On March 5-6, a landmark meeting occurred between two groups
of the National Action Alliance for Suicide Prevention (Action Alliance). Members
of the Suicide
Attempt Survivors Task Force (SAS TF) met with leaders of the Zero
Suicide Advisory Group (ZSAG) to discuss, in detail, how the values,
insight, and expertise of people with lived experience of suicide can create
better supports and services to reduce suicide for those in clinical care. Held
in San Francisco through the support of the Mental Health Association of San
Francisco, the National Suicide Prevention Lifeline (Lifeline), the Suicide
Prevention Resource Center (SPRC), and the Substance Abuse and Mental Health
Services Administration (SAMHSA), the Summit on Lived Experience in Suicide
Prevention may be the first time in history that a major national care
initiative such as Zero Suicide has
engaged with people ‘who have been there’ to strategize directions for
fostering healthier communities and preventing suicide death.
The Summit involved leadership from the Action Alliance’s
Executive Committee and Suicide Attempt Survivors Task Force, including John
Draper and Eduardo Vega, and the Zero Suicide Advisory Group, including David
Covington, CEO & President of Crisis Access, LLC, and Becky Stoll, Vice
President for Crisis and Disaster Management, Centerstone of America. Members
of the SAS TF from around the nation participated actively throughout the
Summit. Reflecting the Summit’s significance
and importance, Richard McKeon, SAMHSA’s Suicide Prevention Branch Chief, Jerry
Reed, Director of SPRC, and Sally
Spencer-Thomas, AAS board member and director of the innovative Carson J.
Spencer Foundation, were also active participants.
The meeting
of these two groups was one of intense dialogue and progress, and a true
spirit of mutual interest was fostered through discussion of each other’s work.

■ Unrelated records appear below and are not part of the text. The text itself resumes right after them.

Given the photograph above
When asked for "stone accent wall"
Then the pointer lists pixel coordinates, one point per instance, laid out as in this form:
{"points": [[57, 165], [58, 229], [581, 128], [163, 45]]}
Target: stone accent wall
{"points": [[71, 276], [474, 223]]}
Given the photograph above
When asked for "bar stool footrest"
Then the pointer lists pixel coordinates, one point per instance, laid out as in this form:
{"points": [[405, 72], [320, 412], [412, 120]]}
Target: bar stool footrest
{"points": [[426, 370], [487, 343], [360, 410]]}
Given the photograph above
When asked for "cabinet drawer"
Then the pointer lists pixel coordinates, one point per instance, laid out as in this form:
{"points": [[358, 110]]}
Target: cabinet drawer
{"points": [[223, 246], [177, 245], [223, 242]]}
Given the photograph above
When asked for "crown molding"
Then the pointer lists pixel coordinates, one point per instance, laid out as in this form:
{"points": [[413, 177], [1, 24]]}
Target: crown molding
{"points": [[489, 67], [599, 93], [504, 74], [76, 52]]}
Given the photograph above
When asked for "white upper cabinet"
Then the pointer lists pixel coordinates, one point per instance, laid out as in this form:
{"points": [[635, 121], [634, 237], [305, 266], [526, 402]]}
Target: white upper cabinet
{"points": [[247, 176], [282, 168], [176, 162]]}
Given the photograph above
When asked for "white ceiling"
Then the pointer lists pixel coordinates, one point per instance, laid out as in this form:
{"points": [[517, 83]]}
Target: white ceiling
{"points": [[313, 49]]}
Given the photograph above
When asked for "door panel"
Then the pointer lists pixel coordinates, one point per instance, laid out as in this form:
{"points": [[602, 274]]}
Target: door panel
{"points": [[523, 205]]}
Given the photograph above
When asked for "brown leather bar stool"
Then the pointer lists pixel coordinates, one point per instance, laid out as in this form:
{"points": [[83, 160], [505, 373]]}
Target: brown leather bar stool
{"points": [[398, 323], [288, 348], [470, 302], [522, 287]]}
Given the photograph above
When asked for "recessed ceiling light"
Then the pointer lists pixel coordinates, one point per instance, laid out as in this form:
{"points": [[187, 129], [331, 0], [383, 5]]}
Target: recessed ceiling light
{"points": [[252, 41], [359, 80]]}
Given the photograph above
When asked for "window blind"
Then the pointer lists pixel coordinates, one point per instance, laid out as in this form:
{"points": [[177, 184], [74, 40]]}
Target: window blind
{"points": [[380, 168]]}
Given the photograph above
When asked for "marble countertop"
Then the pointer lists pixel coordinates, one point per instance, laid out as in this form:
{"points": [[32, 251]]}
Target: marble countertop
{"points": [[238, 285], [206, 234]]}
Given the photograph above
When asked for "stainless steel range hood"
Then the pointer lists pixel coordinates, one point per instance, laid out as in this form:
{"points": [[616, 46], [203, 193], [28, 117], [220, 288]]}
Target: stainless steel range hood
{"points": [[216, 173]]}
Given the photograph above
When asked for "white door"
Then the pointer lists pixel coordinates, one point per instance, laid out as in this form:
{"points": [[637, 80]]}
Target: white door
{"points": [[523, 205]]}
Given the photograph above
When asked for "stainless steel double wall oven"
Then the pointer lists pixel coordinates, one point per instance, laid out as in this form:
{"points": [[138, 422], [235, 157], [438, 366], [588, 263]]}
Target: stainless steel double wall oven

As Vega, co-lead for the SAS TF pointed
out, “Today we are a team. We are finding ways to support each other’s efforts
and bringing our energies and values into alignment. In doing so, we are
radically changing thinking about suicide prevention, setting the stage for
innovation that brings the expertise of attempt survivors into focus with that of
our healthcare providers.”
A major focus of the meeting was a pivotal technical
document “The Way Forward”, soon to be released by the SAS TF, which lays out
recommendations for policies, practices, and programs to support people
experiencing suicidal thoughts and feelings and for the engagement of people
with this ‘lived expertise’ in services and systems change. This document, in
development for over two years by SAS TF members, builds on the 2012 National Strategy on Suicide Prevention
and provides a core values framework that advances the conversation. Bringing its recommendations into focus with
the priorities of Zero Suicide is a bold concrete step for change in the way
services and providers think about prevention of suicide. As Covington, co-lead
of the ZSAG, remarked, “Wherever Zero Suicide is developed, we need lived
expertise to be ‘baked in, not bolted on’ to the project.”
Draper, director of the Lifeline, who brings his leadership
to both the SAS TF and ZSAG, outlined the value of the collaboration directly: "'Zero
Suicide' is a goal that we can aspire to only if clinicians and persons who
have a history of suicidal thoughts or actions collaborate in ways that enable
choice, trust, and shared responsibility. This meeting was a perfect model for
the kind of collaboration that will build connectedness, hope, and meaning for
persons seeking help for suicidal thoughts in clinical systems of care."
In addition to strategic directions for collaboration and
support, summit attendees discussed crucial issues related to the field of
suicide prevention, including: risk, community intervention practices, stigma
and prejudice, and other historical challenges to progress. For example, although
mental health service providers have developed extensive dialogue with their
service ‘consumers’ over many years, and lived expertise in the area has
resulted in many new and transformed programs, the suicide prevention community
has historically had very limited dialogue with people with lived experience of
suicidality. This history of disengagement was broached openly.